Grief by Mili Mehari


WHAT: Downtown Fredericksburg has a plaque that identifies a former slave auction block.

WHERE: Corner of William Street and Charles Street

I imagine that history is always in pain, fearful of being forgotten. Not necessarily for forever, but in the moments between the first sentence of this essay and the second, did you remember her?

On an October day that I do not remember well, a friend and I were in Downtown Fredericksburg. Walking, giddy with laughter, in aww of the buildings, the people, and of our joy. We were waiting to cross the street when we read the sign, the block did not give itself away at first sight. Regret was one of the first emotions I felt, like I had done an injustice to a people that have long been wronged here. I thought I was forgetting their life, I had to assure myself that it happened, that enslavement was real.
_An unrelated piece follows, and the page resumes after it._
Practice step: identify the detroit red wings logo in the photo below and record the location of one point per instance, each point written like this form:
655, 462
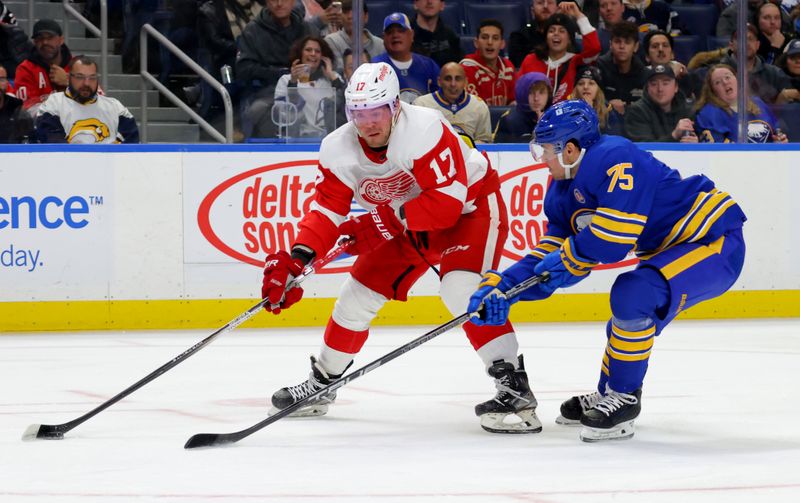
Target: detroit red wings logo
383, 190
I do not want to let myself imagine the bodies that were once in this space. Black American bodies have too often been the source of regret, sorrow, and hope—but it’s like they can never just be. Even as I stood there and took a picture, I could only think that I did that because I wanted to keep some evidence. In my minds mind, I think I thought they would take it away. It amazed me to see both chaos and calm on that street. I expected too much of the world, I wanted it to hurt and to stand for a moment of silence with me.
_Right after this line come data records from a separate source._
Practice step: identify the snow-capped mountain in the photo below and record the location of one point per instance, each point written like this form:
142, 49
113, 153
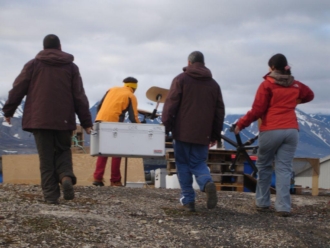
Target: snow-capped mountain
314, 138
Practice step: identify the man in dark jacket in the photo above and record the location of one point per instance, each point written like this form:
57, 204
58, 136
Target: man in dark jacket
194, 113
54, 94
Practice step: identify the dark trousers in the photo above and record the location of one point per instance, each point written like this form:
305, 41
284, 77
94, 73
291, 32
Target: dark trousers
54, 149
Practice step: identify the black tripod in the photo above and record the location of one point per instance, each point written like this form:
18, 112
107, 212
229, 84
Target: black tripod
241, 149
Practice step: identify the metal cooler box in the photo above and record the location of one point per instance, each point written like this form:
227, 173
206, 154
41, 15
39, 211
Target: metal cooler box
127, 140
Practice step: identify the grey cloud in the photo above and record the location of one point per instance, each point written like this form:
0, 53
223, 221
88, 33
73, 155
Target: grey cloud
152, 39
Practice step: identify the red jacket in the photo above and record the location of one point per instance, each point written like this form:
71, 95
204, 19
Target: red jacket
275, 103
54, 93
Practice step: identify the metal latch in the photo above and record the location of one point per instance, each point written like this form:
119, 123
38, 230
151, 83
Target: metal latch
115, 132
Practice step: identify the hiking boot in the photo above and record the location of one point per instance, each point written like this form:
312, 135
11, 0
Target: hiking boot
116, 184
189, 207
67, 188
98, 183
211, 194
283, 214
It’s a wonderment the stump is still standing there. I wish I could say something poetic like, the ancestors refuse to let it erode the way their bodies have from this earth. I want to create hope, weave it from my memory of that plaque, of the bodies that looked like me on that stump. But this is too much, relying on the dead’s sorrow for strength, this is wrong. So I walk away, feeling useless. I don’t know what to do with pain that has no silver lining.

For the rest of the day I am conscious of what was here before me, I am fearful of forgetting. The beautiful and historic buildings were witness to what happened here and they were unable to stop it, but here I am hundreds of years later, thinking I will one day learn to reverse time.
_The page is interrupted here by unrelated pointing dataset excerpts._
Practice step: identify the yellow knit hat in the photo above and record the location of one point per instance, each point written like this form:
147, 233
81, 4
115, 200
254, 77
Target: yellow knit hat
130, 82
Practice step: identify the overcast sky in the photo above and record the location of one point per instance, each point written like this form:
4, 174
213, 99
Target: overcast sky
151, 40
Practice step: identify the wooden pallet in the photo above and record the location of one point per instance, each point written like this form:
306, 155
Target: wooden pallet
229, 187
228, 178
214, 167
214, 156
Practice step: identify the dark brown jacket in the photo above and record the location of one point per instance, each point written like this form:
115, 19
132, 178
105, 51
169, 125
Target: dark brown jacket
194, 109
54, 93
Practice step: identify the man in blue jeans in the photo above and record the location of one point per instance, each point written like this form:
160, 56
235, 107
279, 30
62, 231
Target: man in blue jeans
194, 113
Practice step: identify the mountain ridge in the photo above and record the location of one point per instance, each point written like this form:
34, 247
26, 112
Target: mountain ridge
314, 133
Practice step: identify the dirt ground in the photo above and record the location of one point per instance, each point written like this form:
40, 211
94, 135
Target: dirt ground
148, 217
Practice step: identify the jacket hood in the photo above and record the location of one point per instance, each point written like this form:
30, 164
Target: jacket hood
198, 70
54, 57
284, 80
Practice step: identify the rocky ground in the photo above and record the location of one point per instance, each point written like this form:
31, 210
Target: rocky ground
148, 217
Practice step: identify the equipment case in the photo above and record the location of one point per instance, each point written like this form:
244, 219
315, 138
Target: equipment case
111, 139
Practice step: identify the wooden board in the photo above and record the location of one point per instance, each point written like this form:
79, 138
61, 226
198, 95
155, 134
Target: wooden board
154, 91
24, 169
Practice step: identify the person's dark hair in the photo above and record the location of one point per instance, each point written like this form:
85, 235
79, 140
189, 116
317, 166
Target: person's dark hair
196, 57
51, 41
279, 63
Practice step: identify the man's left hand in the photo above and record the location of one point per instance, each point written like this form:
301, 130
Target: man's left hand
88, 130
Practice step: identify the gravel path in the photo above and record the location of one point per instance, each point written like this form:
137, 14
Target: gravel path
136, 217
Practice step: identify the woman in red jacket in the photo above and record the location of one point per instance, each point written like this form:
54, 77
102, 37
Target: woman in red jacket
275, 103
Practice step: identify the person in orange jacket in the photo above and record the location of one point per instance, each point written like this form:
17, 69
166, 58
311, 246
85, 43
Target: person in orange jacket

It is late October and the wind is blowing, the traffic light is red and I have to continue walking. But everything feels like it is a lie, I know people know of slavery, but are people conscious of it as they walk, as they blink, as they drive. This poignant sense of reality is heavy, is constantly having to critique thought, I laugh and feel bad for forgetting for a moment. I walk past a festival, pause to admire the grandness of the event, and I let myself wonder, and this too occurs to me is a privilege.

In the midst of remembering, I wonder who will practice the act of remembering me.